In Vitro Presentation of Gliadin-Derived Peptides by Different Cell Lines

CHIRDO, FG; ZWIRNER, NW; RUMBO, M; FOSSATI, CA; FERNANDO GABRIEL CHIRDO

CLINICA CHIMICA ACTA

ELSEVIER SCIENCE BV

Lugar: Amsterdam; Año: 2002 p. 151 - 158

0009-8981

Background. Gliadin peptide presentation and T cell activation are critical events in the coeliac disease pathogenesis. Several studies have been performed to identify the toxic gliadin peptides. However, difficulties have been found, in part, due to the complexity of the antigenic fraction. In this work, an in vitro model for the analysis of gliadin peptide presentation is studied. Methods. Human cell lines: U937 and THP-1 (monocytic), DUCAF and VAVY (immortalised B cells) and HT-29 and Caco-2 (intestinal epithelial cells) were incubated with biotin-labelled gliadin (bG). FITC-labelled streptavidin was used to detect biotinylated peptides at cell surface by flow cytometry. Results. All cell lines tested showed fluorescence signal derived from bG, being potentiated in cells stimulated with IFN- for 48 h. Time course and dose response experiments performed using THP-1 cells demonstrated that almost maximal signal was achieved after incubation at 4 h, 37°C. THP-1 cells incubated at 4 °C or after paraformaldehyde fixation showed a substantial signal reduction, suggesting that a complete metabolic activity is necessary for detection of the maximal fluorescence signal at the cell surface.
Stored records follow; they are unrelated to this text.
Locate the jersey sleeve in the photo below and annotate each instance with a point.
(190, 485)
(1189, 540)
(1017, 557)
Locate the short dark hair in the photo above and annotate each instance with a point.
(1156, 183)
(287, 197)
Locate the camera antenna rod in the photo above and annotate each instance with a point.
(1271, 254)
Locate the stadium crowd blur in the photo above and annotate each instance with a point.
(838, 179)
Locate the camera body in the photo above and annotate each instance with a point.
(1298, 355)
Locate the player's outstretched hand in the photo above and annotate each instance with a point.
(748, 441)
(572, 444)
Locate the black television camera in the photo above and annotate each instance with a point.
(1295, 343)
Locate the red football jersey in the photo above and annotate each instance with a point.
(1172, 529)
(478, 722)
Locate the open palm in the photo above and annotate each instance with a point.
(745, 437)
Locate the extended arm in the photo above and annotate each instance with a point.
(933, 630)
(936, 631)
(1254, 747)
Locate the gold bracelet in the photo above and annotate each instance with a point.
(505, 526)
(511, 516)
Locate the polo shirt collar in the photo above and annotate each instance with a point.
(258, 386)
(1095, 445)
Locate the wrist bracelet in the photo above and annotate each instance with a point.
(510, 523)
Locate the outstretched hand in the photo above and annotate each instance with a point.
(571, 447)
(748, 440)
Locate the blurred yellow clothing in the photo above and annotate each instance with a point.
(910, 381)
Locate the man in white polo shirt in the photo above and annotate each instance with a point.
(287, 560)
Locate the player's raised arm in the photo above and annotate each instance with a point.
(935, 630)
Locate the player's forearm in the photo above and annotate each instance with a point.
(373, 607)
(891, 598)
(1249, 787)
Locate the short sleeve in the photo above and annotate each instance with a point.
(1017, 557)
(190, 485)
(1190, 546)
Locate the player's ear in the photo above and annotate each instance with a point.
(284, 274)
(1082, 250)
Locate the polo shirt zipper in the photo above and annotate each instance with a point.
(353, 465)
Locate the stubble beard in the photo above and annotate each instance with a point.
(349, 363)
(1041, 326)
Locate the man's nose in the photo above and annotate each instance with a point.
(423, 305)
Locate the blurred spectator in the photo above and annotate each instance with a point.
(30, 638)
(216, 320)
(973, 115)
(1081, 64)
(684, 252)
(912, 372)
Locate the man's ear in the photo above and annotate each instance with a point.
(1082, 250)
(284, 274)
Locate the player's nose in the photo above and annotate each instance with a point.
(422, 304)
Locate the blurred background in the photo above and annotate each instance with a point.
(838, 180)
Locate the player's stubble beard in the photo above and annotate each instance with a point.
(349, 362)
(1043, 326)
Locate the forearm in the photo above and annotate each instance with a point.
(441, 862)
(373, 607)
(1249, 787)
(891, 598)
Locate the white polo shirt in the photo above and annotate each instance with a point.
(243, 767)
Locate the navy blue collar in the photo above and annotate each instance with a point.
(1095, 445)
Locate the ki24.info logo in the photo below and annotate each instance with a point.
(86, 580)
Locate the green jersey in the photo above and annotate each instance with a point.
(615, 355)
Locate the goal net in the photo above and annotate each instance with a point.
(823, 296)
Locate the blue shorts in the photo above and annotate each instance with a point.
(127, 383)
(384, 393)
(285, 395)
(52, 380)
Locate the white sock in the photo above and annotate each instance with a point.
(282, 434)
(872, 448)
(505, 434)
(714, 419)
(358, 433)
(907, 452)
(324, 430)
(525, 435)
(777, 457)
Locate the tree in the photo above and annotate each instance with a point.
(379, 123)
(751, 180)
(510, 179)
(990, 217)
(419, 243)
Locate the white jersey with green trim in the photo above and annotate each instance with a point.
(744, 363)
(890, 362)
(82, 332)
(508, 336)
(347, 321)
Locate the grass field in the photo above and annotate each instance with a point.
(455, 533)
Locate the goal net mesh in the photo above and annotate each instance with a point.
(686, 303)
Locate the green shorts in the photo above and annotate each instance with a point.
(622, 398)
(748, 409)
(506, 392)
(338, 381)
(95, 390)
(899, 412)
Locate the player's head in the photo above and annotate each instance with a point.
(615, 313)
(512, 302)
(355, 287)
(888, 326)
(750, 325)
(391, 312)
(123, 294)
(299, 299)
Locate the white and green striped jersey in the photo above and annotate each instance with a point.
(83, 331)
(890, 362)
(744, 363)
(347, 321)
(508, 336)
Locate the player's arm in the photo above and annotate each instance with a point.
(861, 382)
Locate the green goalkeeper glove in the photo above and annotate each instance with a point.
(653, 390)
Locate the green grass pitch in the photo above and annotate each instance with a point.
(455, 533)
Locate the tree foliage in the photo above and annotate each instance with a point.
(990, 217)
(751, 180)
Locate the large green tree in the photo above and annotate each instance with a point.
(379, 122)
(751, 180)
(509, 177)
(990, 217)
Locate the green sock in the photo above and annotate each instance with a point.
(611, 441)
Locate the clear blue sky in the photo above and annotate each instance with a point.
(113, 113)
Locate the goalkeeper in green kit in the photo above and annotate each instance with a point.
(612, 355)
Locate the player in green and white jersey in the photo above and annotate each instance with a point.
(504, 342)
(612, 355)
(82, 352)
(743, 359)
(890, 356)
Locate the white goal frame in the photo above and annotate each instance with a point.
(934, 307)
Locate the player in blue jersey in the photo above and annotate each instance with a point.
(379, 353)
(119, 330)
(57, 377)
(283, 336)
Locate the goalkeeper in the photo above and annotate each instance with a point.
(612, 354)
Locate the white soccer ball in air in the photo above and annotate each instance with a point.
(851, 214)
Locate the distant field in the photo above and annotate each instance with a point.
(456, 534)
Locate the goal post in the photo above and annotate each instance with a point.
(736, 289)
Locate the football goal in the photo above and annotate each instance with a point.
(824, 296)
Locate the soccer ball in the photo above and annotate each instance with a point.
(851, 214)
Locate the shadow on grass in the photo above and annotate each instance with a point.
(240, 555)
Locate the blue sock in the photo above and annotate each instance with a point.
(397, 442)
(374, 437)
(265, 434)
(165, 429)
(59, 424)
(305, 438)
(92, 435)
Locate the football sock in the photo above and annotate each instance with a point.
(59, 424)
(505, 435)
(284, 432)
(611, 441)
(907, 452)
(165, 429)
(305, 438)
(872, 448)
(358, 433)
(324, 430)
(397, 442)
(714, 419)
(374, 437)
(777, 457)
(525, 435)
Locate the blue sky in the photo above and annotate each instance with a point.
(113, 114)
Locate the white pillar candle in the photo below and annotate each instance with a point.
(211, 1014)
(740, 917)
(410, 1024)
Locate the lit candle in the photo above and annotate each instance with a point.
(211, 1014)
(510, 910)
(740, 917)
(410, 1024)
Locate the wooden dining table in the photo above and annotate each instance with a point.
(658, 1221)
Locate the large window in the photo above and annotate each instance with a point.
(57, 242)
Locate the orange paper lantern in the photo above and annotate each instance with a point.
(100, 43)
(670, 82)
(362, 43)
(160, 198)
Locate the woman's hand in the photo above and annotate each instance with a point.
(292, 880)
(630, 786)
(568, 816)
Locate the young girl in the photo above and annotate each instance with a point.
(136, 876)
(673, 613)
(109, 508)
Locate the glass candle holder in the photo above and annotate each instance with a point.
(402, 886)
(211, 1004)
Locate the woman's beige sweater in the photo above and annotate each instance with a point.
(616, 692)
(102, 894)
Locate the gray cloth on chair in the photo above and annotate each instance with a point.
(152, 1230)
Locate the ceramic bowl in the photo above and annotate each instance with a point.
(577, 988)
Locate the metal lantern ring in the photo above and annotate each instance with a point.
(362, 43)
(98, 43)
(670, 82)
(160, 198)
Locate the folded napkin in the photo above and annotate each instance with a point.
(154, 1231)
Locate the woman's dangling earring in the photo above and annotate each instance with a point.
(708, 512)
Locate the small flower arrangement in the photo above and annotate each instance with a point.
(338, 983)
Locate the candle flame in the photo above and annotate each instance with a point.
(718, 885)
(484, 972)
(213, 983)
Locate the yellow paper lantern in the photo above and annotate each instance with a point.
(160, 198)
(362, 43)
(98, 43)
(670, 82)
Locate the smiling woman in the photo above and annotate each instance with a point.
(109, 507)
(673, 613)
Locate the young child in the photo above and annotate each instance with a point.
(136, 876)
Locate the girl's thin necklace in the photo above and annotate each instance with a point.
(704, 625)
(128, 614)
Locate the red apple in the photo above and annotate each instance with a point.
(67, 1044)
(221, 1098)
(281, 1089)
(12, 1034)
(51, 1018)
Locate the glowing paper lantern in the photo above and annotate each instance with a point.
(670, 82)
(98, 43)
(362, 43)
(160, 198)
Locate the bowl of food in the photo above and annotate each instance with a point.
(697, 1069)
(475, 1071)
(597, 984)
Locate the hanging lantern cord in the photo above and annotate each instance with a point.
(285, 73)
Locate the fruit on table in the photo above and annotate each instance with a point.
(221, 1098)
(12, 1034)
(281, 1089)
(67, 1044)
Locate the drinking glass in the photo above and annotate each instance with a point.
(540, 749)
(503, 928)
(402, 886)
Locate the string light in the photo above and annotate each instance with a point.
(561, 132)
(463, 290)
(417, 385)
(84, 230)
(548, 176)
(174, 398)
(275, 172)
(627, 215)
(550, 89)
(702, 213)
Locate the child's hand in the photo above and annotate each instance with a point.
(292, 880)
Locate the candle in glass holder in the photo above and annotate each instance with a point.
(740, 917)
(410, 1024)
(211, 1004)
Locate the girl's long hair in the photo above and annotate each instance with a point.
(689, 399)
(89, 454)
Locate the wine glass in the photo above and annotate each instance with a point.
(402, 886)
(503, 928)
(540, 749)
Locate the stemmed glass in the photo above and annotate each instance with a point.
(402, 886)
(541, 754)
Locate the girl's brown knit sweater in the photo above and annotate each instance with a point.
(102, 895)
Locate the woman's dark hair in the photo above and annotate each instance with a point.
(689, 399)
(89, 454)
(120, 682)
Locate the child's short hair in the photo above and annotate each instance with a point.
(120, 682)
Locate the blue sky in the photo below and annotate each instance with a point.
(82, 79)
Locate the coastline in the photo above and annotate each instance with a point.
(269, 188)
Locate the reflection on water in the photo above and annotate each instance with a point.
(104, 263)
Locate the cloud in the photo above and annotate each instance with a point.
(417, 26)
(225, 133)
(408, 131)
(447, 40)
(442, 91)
The presence of HLA class II bound biotinylated peptides was observed in cell lysates of THP-1 cells incubated with bG. Conclusion. In all cell lines tested, a specific biotin-peptides derived signal, higher after IFN- treatment and lower in inhibition experiments, was observed. Signal was higher for monocytic and B cell lines. The use of this procedure could be an useful tool to study the in vitro processing and presentation of naturally gliadin-derived peptides.